平时他很少亲自下场看片子,今天碰巧路过,隔着玻璃门扫了一眼。
老头摆摆手,示意两人坐下,目光却盯住了屏幕。
此时屏幕上,刚好播放到常乐端著红酒,坐在紫檀木桌前唱二人转那场戏。
小刘一看李局长盯着屏幕,暗叫不好。
老局长脾气那是出了名的火爆,最见不得有人拿抗战题材开玩笑。
“李局,这片子我们正准备毙掉。”小刘赶紧解释。
“这是星河文化拍的,简直胡闹!您看这画面,张松老师演的地下党在受刑,马上就要牺牲了。这个常乐竟然还在旁边喝红酒唱二人转!”
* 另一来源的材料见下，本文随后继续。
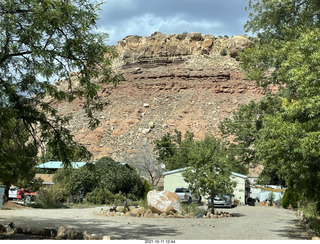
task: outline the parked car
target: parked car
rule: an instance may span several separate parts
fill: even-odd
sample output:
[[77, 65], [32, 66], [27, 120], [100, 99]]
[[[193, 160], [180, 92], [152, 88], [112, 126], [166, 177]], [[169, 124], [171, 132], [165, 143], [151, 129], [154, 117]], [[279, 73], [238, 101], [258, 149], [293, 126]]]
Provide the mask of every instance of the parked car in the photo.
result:
[[[223, 194], [222, 196], [216, 195], [213, 199], [213, 205], [215, 207], [234, 207], [234, 195], [226, 195]], [[211, 198], [208, 198], [208, 206], [211, 206]]]
[[178, 187], [174, 191], [182, 202], [192, 203], [192, 202], [201, 202], [201, 197], [196, 197], [187, 187]]

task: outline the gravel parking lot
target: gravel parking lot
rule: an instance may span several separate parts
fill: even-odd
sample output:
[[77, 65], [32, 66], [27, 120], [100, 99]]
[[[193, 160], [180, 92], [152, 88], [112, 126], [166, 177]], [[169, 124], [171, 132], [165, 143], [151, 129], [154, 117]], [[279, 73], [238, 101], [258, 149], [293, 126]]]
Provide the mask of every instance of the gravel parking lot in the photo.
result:
[[307, 239], [295, 211], [274, 207], [239, 206], [218, 209], [239, 217], [171, 219], [107, 217], [101, 208], [0, 210], [0, 224], [110, 235], [111, 240], [294, 240]]

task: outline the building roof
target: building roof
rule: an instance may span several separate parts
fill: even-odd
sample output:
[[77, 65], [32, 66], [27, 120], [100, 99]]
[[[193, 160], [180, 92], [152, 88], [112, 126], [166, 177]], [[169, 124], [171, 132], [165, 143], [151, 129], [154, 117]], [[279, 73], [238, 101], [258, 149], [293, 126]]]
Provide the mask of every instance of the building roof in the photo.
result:
[[[170, 174], [179, 173], [179, 172], [185, 171], [186, 169], [187, 169], [187, 168], [170, 170], [170, 171], [164, 172], [163, 175], [165, 176], [165, 175], [170, 175]], [[231, 172], [231, 174], [234, 175], [234, 176], [240, 177], [240, 178], [244, 178], [244, 179], [247, 178], [246, 175], [238, 174], [238, 173], [235, 173], [235, 172]]]
[[164, 172], [163, 175], [170, 175], [170, 174], [174, 174], [174, 173], [179, 173], [179, 172], [185, 171], [186, 169], [187, 168], [170, 170], [170, 171]]
[[[72, 168], [74, 169], [78, 169], [81, 168], [82, 166], [84, 166], [86, 164], [86, 162], [72, 162]], [[61, 161], [49, 161], [43, 164], [39, 164], [37, 166], [37, 168], [40, 169], [61, 169], [63, 168], [63, 164]]]
[[[72, 162], [72, 168], [78, 169], [84, 166], [87, 162]], [[95, 162], [93, 162], [94, 164]], [[121, 165], [129, 167], [127, 163], [120, 163]], [[37, 168], [40, 169], [62, 169], [63, 168], [63, 163], [61, 161], [49, 161], [43, 164], [37, 165]]]

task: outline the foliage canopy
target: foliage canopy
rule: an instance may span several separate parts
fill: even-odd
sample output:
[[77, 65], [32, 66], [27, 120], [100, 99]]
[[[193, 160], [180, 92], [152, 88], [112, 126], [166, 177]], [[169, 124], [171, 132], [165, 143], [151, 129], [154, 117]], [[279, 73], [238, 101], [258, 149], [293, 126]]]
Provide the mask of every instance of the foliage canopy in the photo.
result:
[[159, 163], [164, 163], [167, 170], [184, 168], [188, 165], [189, 148], [194, 144], [193, 133], [186, 131], [184, 140], [177, 129], [174, 134], [167, 133], [160, 140], [155, 140], [154, 151]]
[[189, 149], [189, 167], [183, 172], [185, 181], [194, 192], [211, 198], [214, 213], [214, 197], [231, 194], [236, 183], [231, 179], [232, 164], [226, 148], [214, 136], [206, 136]]
[[279, 110], [266, 113], [254, 142], [266, 167], [320, 210], [320, 3], [250, 0], [245, 28], [256, 41], [241, 55], [247, 77], [279, 86]]
[[[114, 48], [105, 44], [106, 34], [93, 30], [100, 4], [87, 0], [0, 1], [0, 109], [10, 110], [8, 120], [24, 126], [36, 146], [51, 145], [66, 164], [71, 162], [70, 145], [78, 144], [64, 127], [68, 118], [59, 116], [46, 101], [71, 102], [84, 97], [93, 128], [98, 124], [93, 111], [103, 106], [96, 80], [120, 81], [111, 69]], [[75, 71], [77, 89], [71, 82]], [[65, 79], [69, 90], [58, 90], [54, 79]], [[85, 150], [83, 156], [88, 156]]]

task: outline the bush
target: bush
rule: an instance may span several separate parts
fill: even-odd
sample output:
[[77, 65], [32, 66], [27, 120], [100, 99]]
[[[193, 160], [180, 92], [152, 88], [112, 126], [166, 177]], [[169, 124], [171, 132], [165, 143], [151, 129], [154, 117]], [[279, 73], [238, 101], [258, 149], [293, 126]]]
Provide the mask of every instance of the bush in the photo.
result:
[[96, 188], [86, 196], [87, 202], [94, 204], [112, 204], [115, 196], [109, 190]]
[[320, 236], [320, 216], [317, 201], [304, 201], [301, 203], [300, 210], [305, 214], [310, 228], [314, 230], [317, 236]]
[[148, 192], [152, 190], [152, 185], [147, 180], [143, 180], [143, 189], [144, 189], [143, 198], [146, 198], [148, 195]]
[[307, 218], [310, 228], [314, 231], [317, 236], [320, 236], [320, 219], [319, 217], [310, 217]]
[[108, 189], [111, 193], [130, 195], [132, 200], [144, 196], [144, 184], [137, 171], [129, 165], [122, 165], [111, 158], [104, 157], [95, 164], [96, 186]]
[[225, 48], [222, 49], [221, 52], [220, 52], [220, 55], [221, 56], [227, 56], [228, 55], [227, 49], [225, 49]]
[[288, 187], [282, 198], [282, 206], [284, 208], [288, 208], [289, 205], [291, 204], [293, 208], [297, 208], [298, 201], [299, 201], [298, 193], [295, 192], [292, 188]]
[[86, 194], [86, 200], [94, 204], [113, 204], [126, 198], [139, 200], [150, 189], [135, 168], [123, 165], [112, 158], [103, 157], [95, 164], [80, 169], [60, 169], [54, 183], [69, 195]]
[[41, 188], [38, 191], [36, 204], [42, 207], [54, 207], [67, 202], [69, 192], [59, 186]]

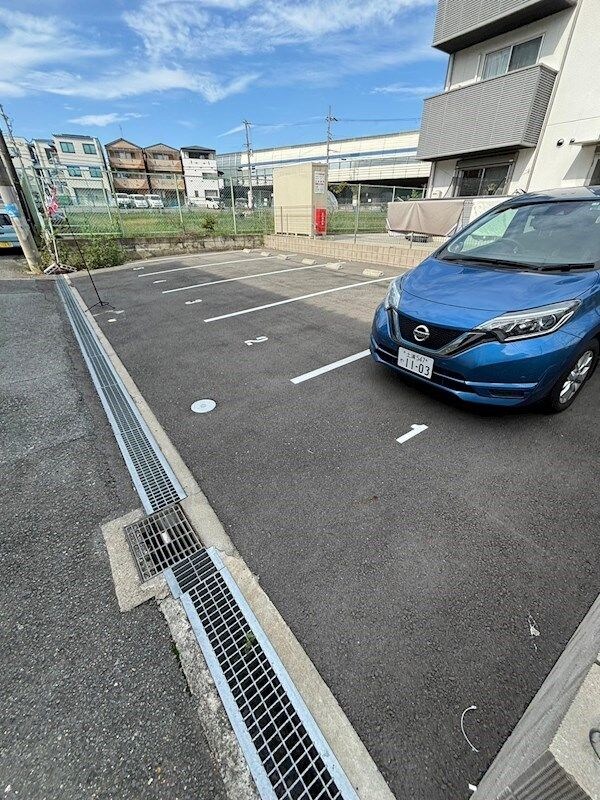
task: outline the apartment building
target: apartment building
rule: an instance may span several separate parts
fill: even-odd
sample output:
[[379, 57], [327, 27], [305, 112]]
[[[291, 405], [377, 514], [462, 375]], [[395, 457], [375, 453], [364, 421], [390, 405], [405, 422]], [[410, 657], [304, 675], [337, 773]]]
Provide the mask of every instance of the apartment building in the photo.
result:
[[93, 136], [55, 133], [52, 140], [34, 140], [40, 166], [60, 183], [64, 202], [106, 205], [111, 186], [102, 145]]
[[220, 197], [217, 154], [209, 147], [190, 145], [181, 148], [181, 163], [188, 203], [206, 206]]
[[105, 149], [115, 192], [147, 194], [150, 184], [143, 149], [127, 139], [115, 139]]
[[177, 205], [178, 198], [183, 202], [185, 184], [179, 150], [158, 142], [144, 147], [143, 153], [150, 193], [159, 195], [165, 205]]
[[429, 197], [600, 184], [598, 0], [439, 0], [444, 91], [417, 155]]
小刘义愤填膺,“这不仅仅是烂了,这简直是三观歪到姥姥家了!这种片子放出去,老百姓能把咱们广电的房顶给掀了!”
李局长没搭理他,他往前走了两步,站到屏幕跟前。
画面虽然粗糙暗淡,但在微弱的烛光下,常乐那张因为强颜欢笑而扭曲的胖脸,清晰地呈现在老局长眼中。
红酒洒在马褂上,嘴里唱着跑调的二人转。
而在背景的阴影里,张松饰演的地下党正在咽下最后一口气。
李局长的呼吸突然变得急促起来,他那双浑浊的眼睛里,逐渐泛起水光。
小陈在旁边还想添油加醋,“李局您看,这男主的表情多欠揍啊,这导演纯粹就是为了恶心”
“闭嘴!”
李局长猛地转过头,一声怒喝。
小刘和小陈吓得一哆嗦,满脸茫然。
“你们懂个屁!”李局长指著屏幕的手指止不住地颤抖,“快!把进度条拉回去!从第一秒开始,给我重新放!”
小刘咽了口唾沫,赶紧把电影拉回了片头。
李局长拖过一把椅子,直接在屏幕正前方坐下。
随着剧情一点点推进,小刘和小陈脸上的不耐烦渐渐消失了。
当他们耐著性子,熬过那种刻意为之的粗糙画质和生理不适后,一股无法言喻的压抑感,顺着屏幕一点点爬满全身。
太特么窒息了!
常乐演的那个汉奸,越是荒诞,越是恶心,就越衬托出那个时代的绝望和恐怖!
常乐不是在笑,他是在哭!他在用最放浪形骸的丑态,掩饰内心已经彻底崩溃的信仰和愧疚!
小刘和小陈坐在椅子上,眼眶通红,喉咙里堵得难受。
李局长颤巍巍地摘下鼻梁上的老花镜,他从兜里掏出手帕,擦了擦眼角。
“好好啊!”老局长声音里带着抑制不住的激动。
“现在的年轻人,能拍出这种深度的片子,国产电影有救了!”
李局长转过头,看着两个还处在震撼中的年轻人,劈头盖脸就是一顿训。
“你们也是科班出身!连这点艺术敏锐度都没有吗?”
“什么叫侮辱先烈?这叫撕裂喜剧的外衣,把血淋淋的民族苦难挖出来给你们看!”